Singing about the perils of fame, being dragged out from beneath a fallen chandelier then bleeding to death in front of a roomful of celebrities: Lady Gaga was not shy about making her debut at the MTV Video Music Awards.
The year was 2009 — many will remember it as the year rapper Ye (formerly Kanye West) stage-crashed 19-year-old Taylor Swift and suggested her award for Best Female Video should have gone to Beyoncé instead. But never one to be overshadowed, Lady Gaga, then 23, made some pop culture history of her own that night.
Her rendition of “Paparazzi” — lamenting both unrequited love and the sinister effects of hounding tabloids — has gone down in the mists of Gaga legend; not least because a lack of high-quality footage means fans must resort to watching grainy screen-recorded versions circulated on social media.
Over the limited number of pixels, Gaga can be seen at the start of the performance in an all-white ensemble: a bejeweled, asymmetric lace bodysuit and matching cape, thigh-high boots, a feathered Keko Hainswheeler headpiece and strings of glinting pearls. As she staggered back from her piano at the song’s crescendo, however, an audible gasp swept the room as thick blood suddenly appeared to be pouring from her abdomen.
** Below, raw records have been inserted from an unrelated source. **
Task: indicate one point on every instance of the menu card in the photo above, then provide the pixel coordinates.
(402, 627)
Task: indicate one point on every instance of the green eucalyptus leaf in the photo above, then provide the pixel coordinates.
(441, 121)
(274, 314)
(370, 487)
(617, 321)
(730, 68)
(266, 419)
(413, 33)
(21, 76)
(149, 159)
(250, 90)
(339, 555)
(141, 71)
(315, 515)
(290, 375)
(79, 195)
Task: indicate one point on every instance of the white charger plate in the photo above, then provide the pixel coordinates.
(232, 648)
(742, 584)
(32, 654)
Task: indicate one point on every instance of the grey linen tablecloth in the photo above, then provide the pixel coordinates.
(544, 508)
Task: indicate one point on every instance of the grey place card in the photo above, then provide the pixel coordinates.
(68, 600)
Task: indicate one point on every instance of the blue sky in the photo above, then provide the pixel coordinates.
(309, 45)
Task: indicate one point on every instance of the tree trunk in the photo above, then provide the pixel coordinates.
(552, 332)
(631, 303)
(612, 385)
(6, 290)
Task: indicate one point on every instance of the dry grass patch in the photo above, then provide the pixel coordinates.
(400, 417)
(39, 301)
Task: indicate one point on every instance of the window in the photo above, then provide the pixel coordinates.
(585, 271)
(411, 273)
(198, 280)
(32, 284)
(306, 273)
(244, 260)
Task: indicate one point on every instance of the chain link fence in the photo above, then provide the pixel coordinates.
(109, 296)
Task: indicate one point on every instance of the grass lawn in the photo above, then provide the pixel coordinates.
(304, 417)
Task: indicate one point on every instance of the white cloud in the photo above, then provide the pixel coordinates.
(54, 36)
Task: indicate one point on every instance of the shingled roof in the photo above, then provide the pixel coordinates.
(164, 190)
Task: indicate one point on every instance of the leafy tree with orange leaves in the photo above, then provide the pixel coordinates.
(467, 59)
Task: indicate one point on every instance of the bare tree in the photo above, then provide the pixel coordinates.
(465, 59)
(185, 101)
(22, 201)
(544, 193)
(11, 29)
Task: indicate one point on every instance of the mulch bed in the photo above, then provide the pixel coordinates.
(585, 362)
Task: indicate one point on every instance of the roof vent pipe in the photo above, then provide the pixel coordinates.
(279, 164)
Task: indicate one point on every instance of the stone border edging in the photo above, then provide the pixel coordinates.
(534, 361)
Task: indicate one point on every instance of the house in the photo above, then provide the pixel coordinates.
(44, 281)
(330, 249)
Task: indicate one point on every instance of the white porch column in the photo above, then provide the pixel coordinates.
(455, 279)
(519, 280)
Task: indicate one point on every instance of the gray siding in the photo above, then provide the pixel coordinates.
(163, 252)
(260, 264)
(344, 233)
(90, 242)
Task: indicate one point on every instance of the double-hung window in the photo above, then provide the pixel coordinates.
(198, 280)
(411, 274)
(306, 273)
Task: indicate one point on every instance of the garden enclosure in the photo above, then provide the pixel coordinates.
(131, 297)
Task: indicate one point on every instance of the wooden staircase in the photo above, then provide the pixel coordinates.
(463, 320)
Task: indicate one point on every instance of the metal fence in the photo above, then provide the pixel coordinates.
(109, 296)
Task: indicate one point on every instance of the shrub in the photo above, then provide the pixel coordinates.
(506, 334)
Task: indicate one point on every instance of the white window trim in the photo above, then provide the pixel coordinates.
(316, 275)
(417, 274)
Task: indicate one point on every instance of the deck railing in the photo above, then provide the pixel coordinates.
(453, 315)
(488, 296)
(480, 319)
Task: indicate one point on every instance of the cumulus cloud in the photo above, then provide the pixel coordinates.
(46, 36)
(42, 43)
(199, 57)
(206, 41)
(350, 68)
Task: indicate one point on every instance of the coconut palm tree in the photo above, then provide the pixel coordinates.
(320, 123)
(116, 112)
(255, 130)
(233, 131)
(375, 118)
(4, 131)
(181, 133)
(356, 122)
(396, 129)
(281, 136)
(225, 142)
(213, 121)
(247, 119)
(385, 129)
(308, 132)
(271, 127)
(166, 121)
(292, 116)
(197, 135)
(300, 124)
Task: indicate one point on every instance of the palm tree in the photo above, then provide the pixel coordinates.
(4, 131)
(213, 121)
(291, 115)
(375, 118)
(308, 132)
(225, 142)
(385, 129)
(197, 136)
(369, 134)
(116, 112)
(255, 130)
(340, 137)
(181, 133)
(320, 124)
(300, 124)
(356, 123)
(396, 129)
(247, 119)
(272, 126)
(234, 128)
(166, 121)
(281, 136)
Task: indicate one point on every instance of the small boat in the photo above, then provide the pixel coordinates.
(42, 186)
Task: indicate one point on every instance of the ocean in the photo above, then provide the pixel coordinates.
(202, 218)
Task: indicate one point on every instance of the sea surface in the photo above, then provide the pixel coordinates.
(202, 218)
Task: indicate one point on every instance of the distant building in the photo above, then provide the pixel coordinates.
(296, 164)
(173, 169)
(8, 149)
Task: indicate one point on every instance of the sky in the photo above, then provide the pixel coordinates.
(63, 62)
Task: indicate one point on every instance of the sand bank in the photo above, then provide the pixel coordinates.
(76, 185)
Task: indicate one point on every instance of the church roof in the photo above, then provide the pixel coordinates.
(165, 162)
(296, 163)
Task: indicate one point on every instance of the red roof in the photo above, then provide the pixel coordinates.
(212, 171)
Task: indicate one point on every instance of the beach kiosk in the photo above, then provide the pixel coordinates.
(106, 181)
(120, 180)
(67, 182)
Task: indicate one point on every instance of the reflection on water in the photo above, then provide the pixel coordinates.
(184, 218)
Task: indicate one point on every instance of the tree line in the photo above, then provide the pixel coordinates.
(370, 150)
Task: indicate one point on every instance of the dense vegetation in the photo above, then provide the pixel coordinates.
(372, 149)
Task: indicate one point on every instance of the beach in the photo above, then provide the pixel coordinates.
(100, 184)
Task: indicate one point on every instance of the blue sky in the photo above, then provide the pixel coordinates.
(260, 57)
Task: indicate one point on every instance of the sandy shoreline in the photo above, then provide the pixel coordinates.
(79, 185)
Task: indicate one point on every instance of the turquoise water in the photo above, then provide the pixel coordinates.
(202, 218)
“I’m your biggest fan, I’ll follow you until you love me,” Gaga wailed desperately, her once-pristine outfit now daubed in scarlet. She ended the number suspended above the stage, ‘dead,’ as more blood dripped from her eyes.
“(It) gives me chills every time I watch it,” Olivia Rodrigo told MTV in 2021. “I think Lady Gaga is the best performer of our generation.” The “Drivers License” singer appeared to take notes. At this year’s Grammy Awards, she began to ‘bleed’ from clenched fists while performing her hit “vampire,” spreading fake blood across her arms and neck as the song progressed.
Rodrigo wasn’t the only young artist inspired by Gaga’s gore: TikTok sensation-turned pop star Addison Rae recreated the blood-soaked look for Halloween in 2022, while fellow singers Madison Beer and Reneé Rapp have cited “Paparazzi” as one of the VMAs’ most iconic moments. “That was the most impactful performance of my youth,” Beer told MTV in 2021. “It shifted culture forever,” Rapp agreed in a separate interview two years later. “Nothing was ever the same.”
But not everyone was sold.
In a piece published immediately after the VMAs, The Daily Mail accused Gaga of having “garnered column inches mainly for her fashion choices rather than her raunchy pop music,” describing Gaga herself as “outrageous,” “eccentric” and her outfits as “bizarre.”
“She accepted her award for Best New Artist in a face-obscuring red get-up that would have made even Isabella Blow arch her eyebrows,” wrote a similarly skeptical Jon Caramanica, critic at the New York Times.
Page Six was also not happy with Gaga “cramming crazy down our faces,” her “Catholicism art work” or her “lazy” singing which, combined, had the reviewer “reaching for the (fast forward) button.”